What is the one book you recommend most often and why?

No question: A River Runs Through It by Norman Maclean. This book is a Montana classic. On its face, the story seems to be about Maclean’s tumultuous relationship with his brother and their shared love of fly-fishing on the Big Blackfoot River. But it is a much grander story than that. With fly fishing as the vehicle, A River Runs Through It explores deeper mysteries, beauties, and truths about the world and its moving parts, including family, religion, art, and nature. It affirms an important fact about life – namely, that we’re all connected and we’re all in this together. That’s an important message for these times.

What advice would you give a smart and ambitious recent college graduate? What advice should they ignore?

Even though you have a degree in hand, I’d suggest re-reading Mary Oliver’s poem, The Summer Day. Her final line – Tell me, what do you plan to do with your one wild and precious life?” – can really focus some deep thinking on the subject of what’s next! In that vein, my advice is to commit to something large and important – something so big it can’t be completed in a single lifetime. Ask yourself, “What is life asking of me? How can I match my training, education, and intrinsic talents with one of the world’s deep needs?” Once you have some answers (it took me 4 years of ski bumming after college to get a handle on those questions!), get busy and activate your networks. With any luck, you’ll have widened the circle of relationships with people who know you and care about you while you were in college. Talk with them. Find out what lights their emotional and intellectual fires.

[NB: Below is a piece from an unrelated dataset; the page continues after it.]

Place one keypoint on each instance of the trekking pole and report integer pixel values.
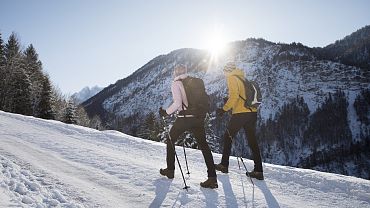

See who they know in your field of interest. Tap their connections, find out what paths are out there, what skills you need, what advice or work they might have for you. Volunteer and immerse yourself in the mix of causes in your community! Be open to possibilities and embrace your adventurous spirit.

Advice to ignore is: “Have a plan.” It’s mostly excellent advice, but not always. In life and in a career, you have to be ready to mobilize in the face of tough and unexpected problems. You need to be able to move ahead with partial solutions and pursue something open-ended, trusting that you will invent the rest as you go along. If you have your vision in sight and are operating in sync with your personal values, obstacles become learning adventures and mere detours on the road to your ultimate goal.

What is your favorite quote, one you aim to live by?

Ugh, it’s so hard to choose among the many that I keep close! But to get me fired up for a day speaking up for the river, there’s nothing like a little Edward Abbey: The idea of wilderness needs no defense, it only needs defenders.